PREAMBLE: Assume I use an NVIDIA GTX480 card in CUDA. The theoretical peak global memory bandwidth for this card is 177.4 GB/s: 384*2*1848/8 *1E9 = 177.4 GB/s
The 384 comes from the memory interface width, 2 form the DDR nature of the memory, 1848 is the memory clock frequency (in MHz), the 8 comes from the fact that i want to get my answer in Bytes.
Something similar can be computed for the shared memory: 4 bytes per bank * 32 banks * 0.5 banks per cycle * 1400MHz * 15 SMs = 1,344 GB/s
The number above factors in the number of SMs, that is, 15. Thus, to reach this max shared memory bandwidth I need to have all 15 SMs reading shared memory.
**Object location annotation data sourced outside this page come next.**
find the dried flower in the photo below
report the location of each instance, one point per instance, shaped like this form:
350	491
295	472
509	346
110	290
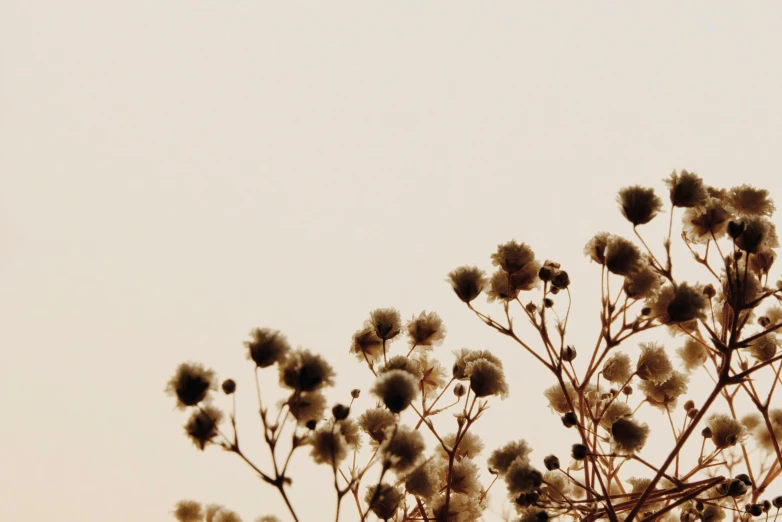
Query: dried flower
328	445
596	247
522	478
693	354
367	346
617	368
686	189
426	330
202	426
653	363
188	511
397	389
663	395
306	371
725	430
764	348
501	458
621	256
191	384
512	256
404	448
639	205
468	282
383	500
629	436
307	406
746	200
486	378
375	422
266	347
386	322
706	222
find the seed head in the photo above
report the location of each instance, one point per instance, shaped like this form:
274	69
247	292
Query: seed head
266	347
639	205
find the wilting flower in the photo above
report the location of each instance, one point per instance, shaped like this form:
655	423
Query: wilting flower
764	348
617	368
386	322
328	445
596	247
725	430
759	234
707	222
375	422
747	200
191	384
383	500
628	435
426	330
621	256
188	511
686	189
639	204
501	458
307	406
653	363
404	449
266	347
202	426
693	354
397	389
306	371
468	282
486	378
665	394
367	346
522	478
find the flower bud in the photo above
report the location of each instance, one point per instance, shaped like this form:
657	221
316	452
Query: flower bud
568	353
579	451
569	419
551	462
340	411
229	386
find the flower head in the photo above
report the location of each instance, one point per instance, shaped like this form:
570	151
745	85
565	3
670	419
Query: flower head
306	371
202	426
426	330
468	282
191	384
725	430
618	368
397	389
653	363
686	189
266	347
639	205
386	322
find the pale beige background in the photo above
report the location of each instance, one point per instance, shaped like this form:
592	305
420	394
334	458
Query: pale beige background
177	172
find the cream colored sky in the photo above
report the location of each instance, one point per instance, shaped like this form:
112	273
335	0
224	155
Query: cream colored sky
175	173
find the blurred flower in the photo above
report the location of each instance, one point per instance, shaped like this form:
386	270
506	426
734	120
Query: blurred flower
686	189
306	371
386	322
191	384
202	426
397	389
467	282
266	347
639	205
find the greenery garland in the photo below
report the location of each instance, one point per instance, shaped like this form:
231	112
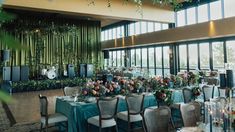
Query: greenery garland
175	4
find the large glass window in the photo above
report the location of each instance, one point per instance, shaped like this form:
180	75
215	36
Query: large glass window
132	29
132	57
158	55
157	27
138	57
193	56
202	13
191	16
166	60
230	48
229	9
181	18
215	10
204	56
144	57
151	60
150	27
143	27
137	28
183	57
218	55
119	58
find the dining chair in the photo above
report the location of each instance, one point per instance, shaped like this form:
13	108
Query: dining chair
134	111
157	120
190	113
107	114
46	118
71	91
188	95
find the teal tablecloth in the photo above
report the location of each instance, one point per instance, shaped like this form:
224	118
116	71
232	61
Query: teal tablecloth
78	113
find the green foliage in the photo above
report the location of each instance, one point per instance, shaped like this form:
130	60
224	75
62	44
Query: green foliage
36	85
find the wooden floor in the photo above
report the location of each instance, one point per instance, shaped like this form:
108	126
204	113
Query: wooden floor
25	107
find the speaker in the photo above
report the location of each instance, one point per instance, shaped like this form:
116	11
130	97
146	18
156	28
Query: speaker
15	73
5	55
70	69
24	73
106	54
82	70
229	78
222	77
89	70
6	73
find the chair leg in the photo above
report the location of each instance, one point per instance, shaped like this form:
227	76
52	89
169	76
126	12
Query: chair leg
116	128
41	125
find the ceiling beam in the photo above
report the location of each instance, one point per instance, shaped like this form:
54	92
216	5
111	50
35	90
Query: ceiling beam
118	9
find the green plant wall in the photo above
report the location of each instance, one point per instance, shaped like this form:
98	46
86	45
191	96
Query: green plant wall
55	42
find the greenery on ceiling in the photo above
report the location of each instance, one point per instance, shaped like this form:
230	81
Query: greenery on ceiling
175	4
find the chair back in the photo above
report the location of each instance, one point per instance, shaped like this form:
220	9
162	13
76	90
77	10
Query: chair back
212	81
43	105
157	120
190	113
208	91
107	107
70	91
135	103
188	95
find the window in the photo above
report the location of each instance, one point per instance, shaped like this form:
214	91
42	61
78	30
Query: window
165	26
193	56
230	48
215	10
150	27
183	57
144	57
204	56
132	57
218	55
181	18
158	54
102	36
202	13
137	28
157	26
114	58
138	57
110	58
151	61
229	9
118	58
143	27
132	29
191	16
MY QUESTION: In order to reach the max global memory bandwidth, does it suffice to have only one SM read from global memory, or should all SMs attempt to read from global memory at the same time? More specifically, imagine I launch a kernel with one block with 32 threads. Then, if I have the one and only warp on SM-0, and all that I do in the kernel is read nonstop from global memory in a coalesced fashion, will I reach the 177.4 GB/s? Or should I launch at least 15 blocks, each with 32 threads, so that the 15 warps on SM-0 through SM-14 attempt to read at the same time?
The immediate thing to do would probably be to run a benchmark test to figure this out. I would like though to understand why what happens, happens.